The novelist—according to the Naturalist doctrine—must neither judge nor value. He is not a creator, but only a recording secretary whose master is the rest of mankind. Let others pronounce judgments, make decisions, select goals, fight over values and determine the course, the fate and the soul of man. The novelist is the only outcast and deserter of that battle. His is not to reason why—his is only to trot behind his master, notebook in hand, taking down whatever the master dictates, picking up such pearls or such swinishness as the master may choose to drop.

As far as I am concerned, I have too much self-esteem for a job of that kind.

I see the novelist as a combination of prospector and jeweler. The novelist must discover the potential, the gold mine, of man’s soul, must extract the gold and then fashion as magnificent a crown as his ability and vision permit.

Just as men of ambition for material values do not rummage through city dumps, but venture out into lonely mountains in search of gold—so men of ambition for intellectual values do not sit in their backyards, but venture out in quest of the noblest, the purest, the costliest elements. I would not enjoy the spectacle of Benvenuto Cellini making mud-pies.

It is the selectivity in regard to subject—the most severely, rigorously, ruthlessly exercised selectivity—that I hold as the primary, the essential, the cardinal aspect of art. In literature, this means: the story —which means: the plot and the characters—which means: the kind of men and events that a writer chooses to portray.

The subject is not the only attribute of art, but it is the fundamental one, it is the end to which all the others are the means. In most esthetic theories, however, the end—the subject—is omitted from consideration, and only the means are regarded as esthetically relevant. Such theories set up a false dichotomy and claim that a slob portrayed by the technical means of a genius is preferable to a goddess portrayed by the technique of an amateur. I hold that both are esthetically offensive; but while the second is merely esthetic incompetence, the first is an esthetic crime.

There is no dichotomy, no necessary conflict between ends and means. The end does not justify the means—neither in ethics nor in esthetics. And neither do the means justify the end: there is no esthetic justification for the spectacle of Rembrandt’s great artistic skill employed to portray a side of beef.

That particular painting may be taken as a symbol of everything I am opposed to in art and in literature. At the age of seven, I could not understand why anyone should wish to paint or to admire pictures of dead fish, garbage cans or fat peasant women with triple chins. Today, I understand the psychological causes of such esthetic phenomena—and the more I understand, the more I oppose them.
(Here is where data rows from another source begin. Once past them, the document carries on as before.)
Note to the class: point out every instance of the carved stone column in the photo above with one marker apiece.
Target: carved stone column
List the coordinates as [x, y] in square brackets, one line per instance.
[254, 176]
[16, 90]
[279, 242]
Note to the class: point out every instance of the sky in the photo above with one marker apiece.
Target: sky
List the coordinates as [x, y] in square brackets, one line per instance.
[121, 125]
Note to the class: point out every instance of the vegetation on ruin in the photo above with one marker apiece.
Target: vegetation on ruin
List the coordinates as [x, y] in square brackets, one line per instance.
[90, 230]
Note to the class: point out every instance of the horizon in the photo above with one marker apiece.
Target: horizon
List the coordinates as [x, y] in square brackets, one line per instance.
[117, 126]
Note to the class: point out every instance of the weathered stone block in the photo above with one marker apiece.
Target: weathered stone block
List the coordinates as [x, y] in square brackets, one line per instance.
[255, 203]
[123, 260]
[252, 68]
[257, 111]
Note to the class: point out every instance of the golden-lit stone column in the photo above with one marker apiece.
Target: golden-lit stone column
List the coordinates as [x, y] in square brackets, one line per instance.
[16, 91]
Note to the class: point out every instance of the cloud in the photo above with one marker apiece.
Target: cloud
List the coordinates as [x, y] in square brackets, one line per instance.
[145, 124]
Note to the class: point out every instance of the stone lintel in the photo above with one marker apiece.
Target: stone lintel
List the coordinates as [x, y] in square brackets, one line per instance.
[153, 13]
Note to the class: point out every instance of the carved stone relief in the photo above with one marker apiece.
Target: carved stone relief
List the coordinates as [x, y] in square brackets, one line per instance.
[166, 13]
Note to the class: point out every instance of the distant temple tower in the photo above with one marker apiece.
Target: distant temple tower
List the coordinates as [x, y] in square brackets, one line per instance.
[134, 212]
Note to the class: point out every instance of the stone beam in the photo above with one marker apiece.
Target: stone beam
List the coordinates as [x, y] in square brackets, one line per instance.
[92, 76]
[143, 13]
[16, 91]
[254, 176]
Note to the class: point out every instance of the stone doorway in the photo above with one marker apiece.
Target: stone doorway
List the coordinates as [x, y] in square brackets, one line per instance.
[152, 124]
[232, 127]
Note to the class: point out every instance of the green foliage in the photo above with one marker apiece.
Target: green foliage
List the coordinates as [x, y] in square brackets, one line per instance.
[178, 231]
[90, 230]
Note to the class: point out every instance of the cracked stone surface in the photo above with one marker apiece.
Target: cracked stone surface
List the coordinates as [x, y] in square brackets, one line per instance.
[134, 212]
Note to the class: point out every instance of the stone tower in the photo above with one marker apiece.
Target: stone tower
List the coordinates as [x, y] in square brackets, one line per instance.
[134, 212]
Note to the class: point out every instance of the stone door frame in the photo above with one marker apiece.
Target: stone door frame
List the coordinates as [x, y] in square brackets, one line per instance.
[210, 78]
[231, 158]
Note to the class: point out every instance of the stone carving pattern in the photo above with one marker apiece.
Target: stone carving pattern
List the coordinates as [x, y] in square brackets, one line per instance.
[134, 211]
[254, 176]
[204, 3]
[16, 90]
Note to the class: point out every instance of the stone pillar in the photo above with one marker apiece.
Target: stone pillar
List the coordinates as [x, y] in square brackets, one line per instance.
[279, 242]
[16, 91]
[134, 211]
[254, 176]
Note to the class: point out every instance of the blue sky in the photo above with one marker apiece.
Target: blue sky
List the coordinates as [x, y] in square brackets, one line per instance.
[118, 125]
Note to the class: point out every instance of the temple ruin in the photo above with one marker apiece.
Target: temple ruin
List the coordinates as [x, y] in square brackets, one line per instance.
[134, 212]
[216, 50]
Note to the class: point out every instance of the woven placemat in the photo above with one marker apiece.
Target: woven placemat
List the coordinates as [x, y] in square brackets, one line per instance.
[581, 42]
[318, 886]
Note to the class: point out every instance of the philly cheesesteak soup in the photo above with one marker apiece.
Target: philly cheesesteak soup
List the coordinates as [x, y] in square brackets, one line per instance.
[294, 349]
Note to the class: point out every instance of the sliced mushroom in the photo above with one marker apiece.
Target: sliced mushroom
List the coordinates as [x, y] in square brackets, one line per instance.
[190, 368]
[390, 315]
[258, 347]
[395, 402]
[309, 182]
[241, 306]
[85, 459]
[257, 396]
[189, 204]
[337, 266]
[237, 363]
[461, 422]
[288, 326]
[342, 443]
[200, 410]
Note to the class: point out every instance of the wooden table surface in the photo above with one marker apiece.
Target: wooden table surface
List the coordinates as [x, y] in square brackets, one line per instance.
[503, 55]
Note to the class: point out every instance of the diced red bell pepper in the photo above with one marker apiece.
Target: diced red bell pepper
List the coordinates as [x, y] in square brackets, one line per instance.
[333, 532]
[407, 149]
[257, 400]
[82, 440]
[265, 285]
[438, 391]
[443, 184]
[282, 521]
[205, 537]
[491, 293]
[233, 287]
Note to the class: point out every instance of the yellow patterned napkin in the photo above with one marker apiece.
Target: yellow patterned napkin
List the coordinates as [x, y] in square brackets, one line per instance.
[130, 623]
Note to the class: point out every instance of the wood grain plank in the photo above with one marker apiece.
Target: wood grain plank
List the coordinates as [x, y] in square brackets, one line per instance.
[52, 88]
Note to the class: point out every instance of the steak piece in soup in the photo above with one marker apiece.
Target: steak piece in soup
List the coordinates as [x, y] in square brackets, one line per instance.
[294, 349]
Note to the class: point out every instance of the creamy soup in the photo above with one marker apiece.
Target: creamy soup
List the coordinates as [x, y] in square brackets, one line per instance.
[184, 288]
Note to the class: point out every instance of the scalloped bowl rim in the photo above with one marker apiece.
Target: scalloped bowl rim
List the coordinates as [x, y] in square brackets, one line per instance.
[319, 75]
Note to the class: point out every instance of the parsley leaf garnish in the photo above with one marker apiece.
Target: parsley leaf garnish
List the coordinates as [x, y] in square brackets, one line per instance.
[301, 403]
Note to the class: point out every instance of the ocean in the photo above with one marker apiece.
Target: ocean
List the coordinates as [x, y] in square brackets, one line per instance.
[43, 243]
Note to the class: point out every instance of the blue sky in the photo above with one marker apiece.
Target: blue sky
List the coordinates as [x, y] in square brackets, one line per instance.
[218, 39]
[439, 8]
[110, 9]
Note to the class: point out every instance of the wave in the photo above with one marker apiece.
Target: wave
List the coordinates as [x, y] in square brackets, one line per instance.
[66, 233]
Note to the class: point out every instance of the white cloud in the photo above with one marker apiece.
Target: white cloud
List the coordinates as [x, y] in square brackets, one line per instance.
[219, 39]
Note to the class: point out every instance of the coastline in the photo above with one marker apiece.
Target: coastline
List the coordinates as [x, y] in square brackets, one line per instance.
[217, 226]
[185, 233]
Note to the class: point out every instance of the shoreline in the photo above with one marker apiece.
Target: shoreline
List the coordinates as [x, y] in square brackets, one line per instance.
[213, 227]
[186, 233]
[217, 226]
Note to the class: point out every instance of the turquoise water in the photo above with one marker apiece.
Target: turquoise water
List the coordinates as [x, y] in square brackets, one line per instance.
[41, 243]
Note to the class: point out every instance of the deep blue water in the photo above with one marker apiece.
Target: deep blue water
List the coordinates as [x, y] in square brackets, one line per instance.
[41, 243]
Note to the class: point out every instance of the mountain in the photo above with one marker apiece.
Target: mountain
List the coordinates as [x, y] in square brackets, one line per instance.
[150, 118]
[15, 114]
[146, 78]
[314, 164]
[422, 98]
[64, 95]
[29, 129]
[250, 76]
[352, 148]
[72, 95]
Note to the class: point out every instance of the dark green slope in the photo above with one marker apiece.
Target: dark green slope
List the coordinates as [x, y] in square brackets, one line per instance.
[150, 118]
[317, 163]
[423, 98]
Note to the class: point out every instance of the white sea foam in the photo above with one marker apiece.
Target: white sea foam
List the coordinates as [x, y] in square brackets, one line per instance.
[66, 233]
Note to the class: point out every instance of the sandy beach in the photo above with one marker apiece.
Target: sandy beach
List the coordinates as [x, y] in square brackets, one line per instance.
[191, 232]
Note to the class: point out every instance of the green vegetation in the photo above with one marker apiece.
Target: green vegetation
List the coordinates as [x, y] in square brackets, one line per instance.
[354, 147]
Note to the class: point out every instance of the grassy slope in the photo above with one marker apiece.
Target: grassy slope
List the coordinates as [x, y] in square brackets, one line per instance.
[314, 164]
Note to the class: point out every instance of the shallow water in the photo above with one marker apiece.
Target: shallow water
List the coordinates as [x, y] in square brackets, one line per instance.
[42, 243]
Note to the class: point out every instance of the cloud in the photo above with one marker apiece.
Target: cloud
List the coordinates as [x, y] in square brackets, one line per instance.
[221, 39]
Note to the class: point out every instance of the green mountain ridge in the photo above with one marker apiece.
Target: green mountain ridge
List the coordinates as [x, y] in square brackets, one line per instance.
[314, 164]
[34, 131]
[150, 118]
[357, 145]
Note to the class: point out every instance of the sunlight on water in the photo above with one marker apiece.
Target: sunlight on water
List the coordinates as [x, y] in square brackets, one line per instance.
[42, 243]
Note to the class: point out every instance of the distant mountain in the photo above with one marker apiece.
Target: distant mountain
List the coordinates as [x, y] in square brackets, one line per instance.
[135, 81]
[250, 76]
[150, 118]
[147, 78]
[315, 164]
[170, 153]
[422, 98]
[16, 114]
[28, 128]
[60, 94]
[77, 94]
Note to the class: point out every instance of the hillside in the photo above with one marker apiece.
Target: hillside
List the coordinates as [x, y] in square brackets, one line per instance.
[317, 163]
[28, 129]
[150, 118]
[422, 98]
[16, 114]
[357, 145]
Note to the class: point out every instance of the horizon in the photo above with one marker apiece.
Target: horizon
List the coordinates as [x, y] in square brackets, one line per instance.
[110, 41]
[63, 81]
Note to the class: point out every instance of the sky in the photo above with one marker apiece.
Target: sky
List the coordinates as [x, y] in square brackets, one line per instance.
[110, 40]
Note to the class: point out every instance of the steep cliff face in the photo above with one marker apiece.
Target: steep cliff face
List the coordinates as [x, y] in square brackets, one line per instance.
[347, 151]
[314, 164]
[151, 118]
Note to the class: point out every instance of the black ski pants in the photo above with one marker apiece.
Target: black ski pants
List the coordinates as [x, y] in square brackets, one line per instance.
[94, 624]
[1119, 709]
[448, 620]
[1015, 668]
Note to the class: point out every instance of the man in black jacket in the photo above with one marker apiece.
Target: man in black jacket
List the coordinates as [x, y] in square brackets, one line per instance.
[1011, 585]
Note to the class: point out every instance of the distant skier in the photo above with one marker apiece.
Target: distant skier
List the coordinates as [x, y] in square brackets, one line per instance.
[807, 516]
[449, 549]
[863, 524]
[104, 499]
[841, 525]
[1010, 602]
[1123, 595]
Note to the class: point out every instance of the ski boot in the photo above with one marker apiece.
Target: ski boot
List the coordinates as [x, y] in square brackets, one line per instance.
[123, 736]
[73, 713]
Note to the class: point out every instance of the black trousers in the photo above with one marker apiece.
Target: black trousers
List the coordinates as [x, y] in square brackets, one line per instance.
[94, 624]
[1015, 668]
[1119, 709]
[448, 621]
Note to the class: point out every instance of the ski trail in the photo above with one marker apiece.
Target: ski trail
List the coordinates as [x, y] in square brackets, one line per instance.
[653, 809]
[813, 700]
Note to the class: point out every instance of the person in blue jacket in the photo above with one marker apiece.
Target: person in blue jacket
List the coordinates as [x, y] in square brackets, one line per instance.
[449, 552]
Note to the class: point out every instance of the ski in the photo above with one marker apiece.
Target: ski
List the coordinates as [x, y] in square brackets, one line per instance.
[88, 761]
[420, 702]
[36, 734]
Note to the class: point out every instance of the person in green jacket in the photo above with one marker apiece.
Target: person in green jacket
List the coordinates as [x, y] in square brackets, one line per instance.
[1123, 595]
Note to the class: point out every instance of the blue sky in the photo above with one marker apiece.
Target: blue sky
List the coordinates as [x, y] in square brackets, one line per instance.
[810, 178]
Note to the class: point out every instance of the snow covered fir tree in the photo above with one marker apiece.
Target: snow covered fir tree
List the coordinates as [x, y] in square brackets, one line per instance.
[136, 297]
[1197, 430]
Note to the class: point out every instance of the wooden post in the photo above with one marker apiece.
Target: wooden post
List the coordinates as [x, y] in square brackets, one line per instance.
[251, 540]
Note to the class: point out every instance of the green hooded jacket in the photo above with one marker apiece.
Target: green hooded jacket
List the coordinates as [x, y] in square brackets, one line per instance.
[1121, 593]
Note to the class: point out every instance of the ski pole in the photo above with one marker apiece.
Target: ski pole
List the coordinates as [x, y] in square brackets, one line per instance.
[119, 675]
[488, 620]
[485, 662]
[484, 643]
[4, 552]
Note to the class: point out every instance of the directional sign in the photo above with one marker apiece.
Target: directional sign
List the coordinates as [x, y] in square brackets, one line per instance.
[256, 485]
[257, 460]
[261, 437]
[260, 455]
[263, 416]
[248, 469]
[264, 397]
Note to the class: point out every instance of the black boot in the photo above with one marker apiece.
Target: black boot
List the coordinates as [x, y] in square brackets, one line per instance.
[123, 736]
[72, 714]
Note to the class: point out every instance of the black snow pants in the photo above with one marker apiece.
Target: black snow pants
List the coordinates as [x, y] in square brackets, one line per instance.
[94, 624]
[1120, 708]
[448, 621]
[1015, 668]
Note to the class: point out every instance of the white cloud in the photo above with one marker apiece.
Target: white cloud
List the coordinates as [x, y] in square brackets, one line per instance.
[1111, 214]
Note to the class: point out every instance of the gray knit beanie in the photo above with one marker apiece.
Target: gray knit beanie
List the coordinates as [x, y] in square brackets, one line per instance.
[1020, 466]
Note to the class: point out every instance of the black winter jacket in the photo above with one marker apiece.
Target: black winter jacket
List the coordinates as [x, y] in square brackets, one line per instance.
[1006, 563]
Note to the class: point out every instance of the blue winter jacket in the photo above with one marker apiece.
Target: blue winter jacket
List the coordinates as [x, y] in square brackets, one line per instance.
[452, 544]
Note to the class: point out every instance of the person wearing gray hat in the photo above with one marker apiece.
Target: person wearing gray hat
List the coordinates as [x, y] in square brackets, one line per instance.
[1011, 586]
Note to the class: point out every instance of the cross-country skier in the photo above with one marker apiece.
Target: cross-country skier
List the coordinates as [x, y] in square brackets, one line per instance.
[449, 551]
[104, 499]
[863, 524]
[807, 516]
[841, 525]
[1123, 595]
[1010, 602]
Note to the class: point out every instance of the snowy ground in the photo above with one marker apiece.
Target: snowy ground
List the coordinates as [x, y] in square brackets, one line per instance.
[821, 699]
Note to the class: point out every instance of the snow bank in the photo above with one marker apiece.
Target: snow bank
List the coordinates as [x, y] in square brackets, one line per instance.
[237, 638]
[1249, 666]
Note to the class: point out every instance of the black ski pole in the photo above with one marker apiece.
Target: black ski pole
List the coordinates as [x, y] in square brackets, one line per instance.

In art, and in literature, the end and the means, or the subject and the style, must be worthy of each other.

That which is not worth contemplating in life, is not worth re-creating in art.

Misery, disease, disaster, evil, all the negatives of human existence, are proper subjects of study in life, for the purpose of understanding and correcting them—but are not proper subjects of contemplation for contemplation’s sake. In art, and in literature, these negatives are worth re-creating only in relation to some positive, as a foil, as a contrast, as a means of stressing the positive—but not as an end in themselves.

The “compassionate” studies of depravity which pass for literature today are the dead end and the tombstone of Naturalism. If their perpetrators still claim the justification that these things are “true” (most of them aren’t)—the answer is that this sort of truth belongs in psychological case histories, not in literature. The picture of an infected ruptured appendix may be of great value in a medical textbook—but it does not belong in an art gallery. And an infected soul is a much more repulsive spectacle.